Publikationen

Vater-Tagebuch des Journalisten entdeckt

Bernd Sösemann, Leiter der Arbeitsstelle für Kommuni-kationsgeschichte und inter-kulturelle Publizistik an der Freien Universität Berlin, beschäftigt sich seit vielen Jahren intensiv mit dem Lebenswerk des berühmten Chefredakteurs des „Berliner Tageblatts“ Theodor Wolff.

Von der Existenz eines Vater-Tagebuchs des kosmopolitischen jüdischen Journalisten erfuhr Bernd Sösemann durch die Freiburger Germanistin Angela Reinthal, die für eine eigene Publikation im DTA forschte.

Seit 2006 beherbergt das DTA eine Kopie dieses besonderen Schatzes „Meines Sohnes Tagebuch 1906-1913“ (DTA 1351), die von einem aufmerksamen Berliner Buchantiquar eingereicht wurde.
Dieser teilte dem DTA mit, dass das Original des Vater-Tagebuchs seit seiner Versteigerung durch ein Berliner Auktionshaus für mehrere tausend Euro in der Handschriftenabteilung der Staatsbibliothek Berlin archiviert wird.
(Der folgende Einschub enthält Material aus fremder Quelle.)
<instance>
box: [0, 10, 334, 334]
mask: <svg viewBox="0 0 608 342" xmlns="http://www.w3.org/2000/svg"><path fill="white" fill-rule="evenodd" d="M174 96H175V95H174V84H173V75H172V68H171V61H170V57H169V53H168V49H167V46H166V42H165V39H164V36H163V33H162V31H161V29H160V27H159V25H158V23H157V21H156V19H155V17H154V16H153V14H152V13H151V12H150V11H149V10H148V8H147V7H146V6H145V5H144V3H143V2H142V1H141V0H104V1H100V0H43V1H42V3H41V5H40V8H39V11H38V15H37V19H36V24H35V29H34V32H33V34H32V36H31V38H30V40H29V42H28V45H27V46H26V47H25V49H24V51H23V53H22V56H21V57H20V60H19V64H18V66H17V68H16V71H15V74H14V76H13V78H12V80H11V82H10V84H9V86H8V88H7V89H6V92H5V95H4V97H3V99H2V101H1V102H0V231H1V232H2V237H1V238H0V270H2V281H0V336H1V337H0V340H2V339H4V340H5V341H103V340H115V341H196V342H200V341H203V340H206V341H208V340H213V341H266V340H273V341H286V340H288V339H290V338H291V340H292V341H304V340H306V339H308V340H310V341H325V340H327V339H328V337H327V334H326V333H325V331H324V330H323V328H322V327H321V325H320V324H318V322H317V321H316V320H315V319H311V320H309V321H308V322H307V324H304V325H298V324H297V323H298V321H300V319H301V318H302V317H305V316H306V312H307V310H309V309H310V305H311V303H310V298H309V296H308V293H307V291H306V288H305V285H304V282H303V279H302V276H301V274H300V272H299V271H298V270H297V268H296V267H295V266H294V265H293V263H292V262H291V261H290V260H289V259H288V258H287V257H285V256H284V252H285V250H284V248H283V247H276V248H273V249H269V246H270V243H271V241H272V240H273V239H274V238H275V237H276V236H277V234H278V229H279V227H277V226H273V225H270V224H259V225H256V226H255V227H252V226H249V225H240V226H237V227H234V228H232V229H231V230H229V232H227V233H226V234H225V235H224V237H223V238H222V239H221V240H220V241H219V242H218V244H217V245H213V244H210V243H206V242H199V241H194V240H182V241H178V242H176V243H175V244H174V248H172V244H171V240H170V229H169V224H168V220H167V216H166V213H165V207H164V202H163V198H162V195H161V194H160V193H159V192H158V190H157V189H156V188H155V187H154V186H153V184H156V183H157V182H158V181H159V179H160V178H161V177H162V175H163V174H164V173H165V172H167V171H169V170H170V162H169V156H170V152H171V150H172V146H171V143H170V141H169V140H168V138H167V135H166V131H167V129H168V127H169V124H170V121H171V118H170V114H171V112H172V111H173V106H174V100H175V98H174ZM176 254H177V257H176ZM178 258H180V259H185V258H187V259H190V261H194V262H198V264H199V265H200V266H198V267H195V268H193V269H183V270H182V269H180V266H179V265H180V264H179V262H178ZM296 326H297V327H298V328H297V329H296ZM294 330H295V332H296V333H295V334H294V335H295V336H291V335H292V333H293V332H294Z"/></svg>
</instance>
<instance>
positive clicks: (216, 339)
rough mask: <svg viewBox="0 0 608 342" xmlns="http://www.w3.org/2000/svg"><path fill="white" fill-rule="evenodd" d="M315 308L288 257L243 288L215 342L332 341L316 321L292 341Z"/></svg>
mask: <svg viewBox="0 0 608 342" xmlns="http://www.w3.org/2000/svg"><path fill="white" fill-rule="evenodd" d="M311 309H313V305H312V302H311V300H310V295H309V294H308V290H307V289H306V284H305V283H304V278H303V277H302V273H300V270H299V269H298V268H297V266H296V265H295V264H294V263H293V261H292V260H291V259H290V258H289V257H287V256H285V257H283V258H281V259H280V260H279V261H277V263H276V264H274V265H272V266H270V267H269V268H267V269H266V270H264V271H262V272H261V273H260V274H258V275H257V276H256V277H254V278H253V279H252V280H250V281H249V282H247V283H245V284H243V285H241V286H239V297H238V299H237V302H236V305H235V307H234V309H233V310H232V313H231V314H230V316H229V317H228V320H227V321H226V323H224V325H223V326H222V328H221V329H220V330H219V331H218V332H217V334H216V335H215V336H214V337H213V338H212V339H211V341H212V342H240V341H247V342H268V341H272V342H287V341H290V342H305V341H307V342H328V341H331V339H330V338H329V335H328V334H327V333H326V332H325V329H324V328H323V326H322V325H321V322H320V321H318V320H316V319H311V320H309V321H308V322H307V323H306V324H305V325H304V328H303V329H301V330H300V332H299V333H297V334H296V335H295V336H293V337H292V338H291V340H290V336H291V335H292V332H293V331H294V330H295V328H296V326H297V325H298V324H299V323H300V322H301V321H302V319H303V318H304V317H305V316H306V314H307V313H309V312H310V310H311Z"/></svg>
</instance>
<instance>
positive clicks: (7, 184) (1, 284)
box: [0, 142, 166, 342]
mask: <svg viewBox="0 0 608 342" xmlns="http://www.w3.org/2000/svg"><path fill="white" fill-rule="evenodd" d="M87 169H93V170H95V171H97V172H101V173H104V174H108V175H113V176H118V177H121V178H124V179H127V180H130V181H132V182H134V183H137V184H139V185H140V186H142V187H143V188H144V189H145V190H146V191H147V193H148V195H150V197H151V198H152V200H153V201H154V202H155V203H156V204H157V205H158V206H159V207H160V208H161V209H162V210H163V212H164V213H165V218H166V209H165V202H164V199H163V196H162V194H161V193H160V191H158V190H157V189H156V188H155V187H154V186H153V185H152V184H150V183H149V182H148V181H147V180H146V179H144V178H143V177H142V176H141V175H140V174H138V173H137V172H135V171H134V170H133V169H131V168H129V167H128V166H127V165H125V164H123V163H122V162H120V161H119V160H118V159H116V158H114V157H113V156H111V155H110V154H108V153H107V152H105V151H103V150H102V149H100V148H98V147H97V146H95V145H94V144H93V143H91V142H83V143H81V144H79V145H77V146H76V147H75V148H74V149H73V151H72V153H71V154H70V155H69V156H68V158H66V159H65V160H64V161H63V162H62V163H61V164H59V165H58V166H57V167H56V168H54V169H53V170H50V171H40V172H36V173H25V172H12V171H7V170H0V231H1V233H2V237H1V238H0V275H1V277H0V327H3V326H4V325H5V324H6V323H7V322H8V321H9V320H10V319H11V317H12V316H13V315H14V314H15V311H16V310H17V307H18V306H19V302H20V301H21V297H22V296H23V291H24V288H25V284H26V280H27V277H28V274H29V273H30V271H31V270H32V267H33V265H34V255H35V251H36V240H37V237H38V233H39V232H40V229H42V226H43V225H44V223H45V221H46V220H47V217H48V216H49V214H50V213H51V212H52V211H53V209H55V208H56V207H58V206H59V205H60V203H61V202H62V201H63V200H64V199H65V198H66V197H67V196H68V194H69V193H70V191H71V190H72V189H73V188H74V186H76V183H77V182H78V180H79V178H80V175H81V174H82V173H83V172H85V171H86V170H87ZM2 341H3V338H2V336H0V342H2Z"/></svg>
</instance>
Nicht einmal Rudolf Wolff, der jüngste Sohn Theodor Wolffs, über den der Vater in seinem liebevollen Vater-Tagebuch „Mein lieber Sohn“ neben seinen beiden Geschwistern auch schreibt, wusste laut Bernd Sösemann von diesem Tagebuch.

Bernd Sösemann hat dieses Tagebuch 2018 im Wallstein Verlag herausgebracht. Theodor Wolff: „Es ist im Grunde eine schöne Zeit. Vater Tagebuch 1906-1913“ beinhaltet neben dem Tagebuchtext auch eine Einführung zu Leben und Werk Theodor Wolffs, Fotos, Briefauszüge aus seinem Privatleben sowie einen Aufsatz Angela Reinthals zur Tradition der Elterntagebücher und zum Vatertagebuch Theodor Wolffs.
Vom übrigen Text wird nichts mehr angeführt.